You will definitely NOT regret making these Easy Raspberry Thumping Cookies with Lemon Icing! Previously, my blogging buddy, Leigh Anne, shared one of her recipes with me, Jam Diagonals. Normally, I would look past any cookie that was fruity (as opposed to chocolaty), but after seeing several people rave about them, I was like…why not?? And, I’m SOOOOO insanely glad that I tried them. I love how the cookie part just crumbles instantly in your mouth, and the jam paired with a lemon icing is so nummy. I ate these for breakfast, lunch, and dinner for two days in a row!
Easy Raspberry Thumbprint Cookies with Lemon Icing
So, Leigh Anne’s version is a bar, cut into diagonal pieces. When I did it like that…mine looked sloppy. Nothing like hers (lovely). I couldn’t bring myself to take a picture of. But, I loved them enough to figure out a shape that would do them justice when I made them. Introducing, Jam Rounds, or Easy Raspberry Thumbprint Cookies with Lemon Icing, if you prefer a mouthful of words, just like a mouthful of cookies. 🙂
I tried these cookies with several different flavors of jam and jelly. Strawberry jelly was too sweet, peach jam didn’t work with the lemon icing, raspberry was perfect.Oh, and I tripled the recipe…if you’re making cookies, you might as well make enough to share (or eat for every meal for the next 2 days.)
Really, the only tip you need is to make sure you fill your indentation with plenty of jam! I didn’t realize that the cookies would spread like it did, and once they were baked, I wished there was more jam!

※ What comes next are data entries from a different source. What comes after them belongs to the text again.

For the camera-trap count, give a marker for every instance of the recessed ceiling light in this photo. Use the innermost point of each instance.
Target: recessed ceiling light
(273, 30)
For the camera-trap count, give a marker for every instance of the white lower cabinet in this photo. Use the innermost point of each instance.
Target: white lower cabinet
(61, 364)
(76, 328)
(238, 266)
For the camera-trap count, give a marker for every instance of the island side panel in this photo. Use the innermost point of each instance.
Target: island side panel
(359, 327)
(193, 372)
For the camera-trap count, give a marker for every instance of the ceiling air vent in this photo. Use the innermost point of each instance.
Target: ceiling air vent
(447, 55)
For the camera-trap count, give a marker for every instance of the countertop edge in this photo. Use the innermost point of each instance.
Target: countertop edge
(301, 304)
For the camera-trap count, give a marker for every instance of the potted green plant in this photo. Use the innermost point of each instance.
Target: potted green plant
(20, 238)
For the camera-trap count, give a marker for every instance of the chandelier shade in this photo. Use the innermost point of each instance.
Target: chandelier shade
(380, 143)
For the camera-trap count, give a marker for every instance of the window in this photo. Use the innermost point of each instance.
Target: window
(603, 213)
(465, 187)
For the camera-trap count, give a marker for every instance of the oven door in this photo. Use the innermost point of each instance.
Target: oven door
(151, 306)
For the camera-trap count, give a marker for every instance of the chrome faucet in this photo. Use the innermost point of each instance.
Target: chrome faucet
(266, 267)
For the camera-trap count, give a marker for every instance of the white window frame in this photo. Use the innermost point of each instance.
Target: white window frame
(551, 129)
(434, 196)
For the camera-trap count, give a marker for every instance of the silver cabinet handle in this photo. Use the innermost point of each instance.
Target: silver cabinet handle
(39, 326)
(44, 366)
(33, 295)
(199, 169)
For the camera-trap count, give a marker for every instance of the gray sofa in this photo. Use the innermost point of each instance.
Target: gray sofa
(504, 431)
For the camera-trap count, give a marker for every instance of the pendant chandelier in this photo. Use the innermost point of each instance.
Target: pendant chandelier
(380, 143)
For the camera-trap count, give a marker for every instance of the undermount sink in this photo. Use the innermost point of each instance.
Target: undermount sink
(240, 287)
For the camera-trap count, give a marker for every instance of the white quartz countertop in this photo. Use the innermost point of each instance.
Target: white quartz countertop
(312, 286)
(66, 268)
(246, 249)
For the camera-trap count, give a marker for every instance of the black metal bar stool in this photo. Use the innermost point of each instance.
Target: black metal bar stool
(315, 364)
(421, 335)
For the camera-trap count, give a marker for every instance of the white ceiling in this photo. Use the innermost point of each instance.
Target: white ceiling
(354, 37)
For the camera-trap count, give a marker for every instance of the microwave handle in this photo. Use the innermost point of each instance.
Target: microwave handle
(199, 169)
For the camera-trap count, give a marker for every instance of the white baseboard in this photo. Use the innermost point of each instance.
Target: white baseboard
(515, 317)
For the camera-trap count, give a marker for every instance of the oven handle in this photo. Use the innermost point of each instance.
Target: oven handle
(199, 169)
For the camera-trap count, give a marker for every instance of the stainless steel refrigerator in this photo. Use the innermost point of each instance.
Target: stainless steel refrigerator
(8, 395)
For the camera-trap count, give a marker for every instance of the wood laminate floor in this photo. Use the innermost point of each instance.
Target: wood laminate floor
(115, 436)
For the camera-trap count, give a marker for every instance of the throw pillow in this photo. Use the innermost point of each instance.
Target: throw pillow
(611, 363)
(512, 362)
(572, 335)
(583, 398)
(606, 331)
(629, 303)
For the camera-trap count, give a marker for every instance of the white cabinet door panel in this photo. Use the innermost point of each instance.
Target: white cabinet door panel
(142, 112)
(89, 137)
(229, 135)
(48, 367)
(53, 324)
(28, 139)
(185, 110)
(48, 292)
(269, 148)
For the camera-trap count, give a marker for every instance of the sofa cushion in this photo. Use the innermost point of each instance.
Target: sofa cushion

Trust me on this…more jam.
You’re done! Invite me over if you make them 🙂
Raspberry Jam Cookies with Lemon Icing
Raspberry Jam Rounds With Lemon Icing ~ Love This Cookie!
- 1 1/2 cups butter
- 3/4 cup sugar
- 3 tsp. vanilla
- 1/4 tsp. salt
- 3 3/4 cups flour
- raspberry jam
- 3 1/2 to 4 cups powdered sugar
- 12 tsp. lemon juice
Heat oven to 350 degrees.
Cream the butter, sugar, salt, and vanilla in a mixer.
Slowly add the flour and mix well.
Roll the dough into small balls and place on a parchment lined cookie sheet.
Press your finger, gently, in the middle of the ball to flatten and leave an indentation in the middle, to be a "pocket" for the jam.
Fill each pocket with a dollop of jam. Remember, the cookies will spread a bit, so extra jam is good, so that it will spread too 🙂
Bake for about 15 - 18 minutes, or until you see a slight hint of golden color on the cookie. Remove from oven and let cool.
Meanwhile, mix the powdered sugar and lemon juice to make the icing.
Using a pastry bag, squiggle the frosting across the tops of the cookies.